I personally don't care about "pretty" as much as function, so I would just check it out for that.  Move the moveable jaw almost to the fixed one, and tighten the moveable jaw adjustment until it drags when you turn the handle.  Now move the jaw way from the fixed jaw.  This should show you if the ways are worn out.

There are a dew links online on rebuilding or tuning them up.  Sweet vises!


Bernie


----------



## Scruffy (Nov 30, 2013)

Bernie, I'm. Not quite following u on the tightening of the vse jaw?? 

 Can u explain. A little more.  

 Thanks. Scruffy.    Ron. Kincaid


----------



## itsme_Bernie (Dec 2, 2013)

Sure-

There are three holes in the back of the moveable jaw, looking toward the vise handle.

The middle one has a socket head screw that controls how close the jaw is to the ways when you are moving  the jaw back  and forth.  If you bring the movable jaw almost closed, and tighten that socket head screw until the jaw "drags" a little as you open the vise, you can tell dips the vise ways are warn.  This is the same as the "carriage lock drag test" for lathe beds.

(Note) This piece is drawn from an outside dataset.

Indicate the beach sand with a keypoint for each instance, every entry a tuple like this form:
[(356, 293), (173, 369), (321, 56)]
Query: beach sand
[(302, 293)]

If the jaws moves from open to closed with the same "drag" then the ways aren't very worn out.  If the jaw moves and feels different as you approach totally open and totally closed, then the screw or ways are worn.



Bernie


----------



## itsme_Bernie (Dec 2, 2013)

I should repeat that $200 is cheap, and I wouldn't complain about that price even if it wasn't perfect!



Bernie


----------